Traditional representations of motor behaviors in robotics are mostly based on desired trajectories generated from spline interpolations between points, i.e., spline nodes, which are part of a longer sequence of intermediate target points on the way to a final movement goal. While such a representation is easy to understand, the resulting control policies, generated from a tracking controller of the spline trajectories, have a variety of significant disadvantages, including that they are time indexed and thus not robust towards unforeseen disturbances, that they do not easily generalize to new behavioral situations without complete recomputation of the spline, and that they cannot easily be coordinated with other events in the environment, e.g., synchronized with other sensory variables like visual perception during catching a ball. In the literature, a variety of other approaches for parameterizing movement have been suggested to overcome these problems, see Ijspeert et al., 2002, Ijspeert et al., 2003 for more information. One of these approaches proposed using parameterized nonlinear dynamical systems as motor primitives, where the attractor properties of these dynamical systems defined the desired behavior (Ijspeert et al., 2002, Ijspeert et al., 2003). The resulting framework was particularly well suited for supervised imitation learning in robotics, exemplified by examples from humanoid robotics where a full-body humanoid learned tennis swings or complex polyrhythmic drumming patterns. One goal of this paper is the application of reinforcement learning to both traditional spline-based representations as well as the more novel dynamic system based approach.
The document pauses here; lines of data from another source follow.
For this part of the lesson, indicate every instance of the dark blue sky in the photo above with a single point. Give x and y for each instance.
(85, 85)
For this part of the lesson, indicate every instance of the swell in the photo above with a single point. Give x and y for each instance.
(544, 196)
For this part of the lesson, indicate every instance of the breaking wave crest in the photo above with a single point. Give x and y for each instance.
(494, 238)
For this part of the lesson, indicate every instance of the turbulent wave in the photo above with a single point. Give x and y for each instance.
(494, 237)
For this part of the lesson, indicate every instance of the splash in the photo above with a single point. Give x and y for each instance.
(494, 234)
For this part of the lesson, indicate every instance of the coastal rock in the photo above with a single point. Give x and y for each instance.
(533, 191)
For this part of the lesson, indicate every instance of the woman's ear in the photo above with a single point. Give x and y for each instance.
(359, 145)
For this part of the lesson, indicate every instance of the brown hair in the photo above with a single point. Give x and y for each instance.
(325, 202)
However, despite the fact that reinforcement learning is the most general framework for discussing the learning of movement in general, and motor primitives for robotics in particular, most of the methods proposed in the reinforcement learning community are not applicable to high-dimensional systems such as humanoid robots. Among the main problems are that these methods do not scale beyond systems with more than three or four degrees of freedom and/or cannot deal with parameterized policies. Policy gradient methods are a notable exception to this statement. Starting with the pioneering work1 of Gullapali and colleagues (Benbrahim and Franklin, 1997, Gullapalli et al., 1994) in the early 1990s, these methods have been applied to a variety of robot learning problems ranging from simple control tasks (e.g., balancing a ball on a beam (Benbrahim, Doleac, Franklin, & Selfridge, 1992), and pole balancing (Kimura & Kobayashi, 1998)) to complex learning tasks involving many degrees of freedom such as learning of complex motor skills (Gullapalli et al., 1994, Mitsunaga et al., 2005, Miyamoto et al., 1995, Miyamoto et al., 1996, Peters and Schaal, 2006, Peters et al., 2005a) and locomotion (Endo et al., 2005, Kimura and Kobayashi, 1997, Kohl and Stone, 2004, Mori et al., 2004, Nakamura et al., 2004, Sato et al., 2002, Tedrake et al., 2005).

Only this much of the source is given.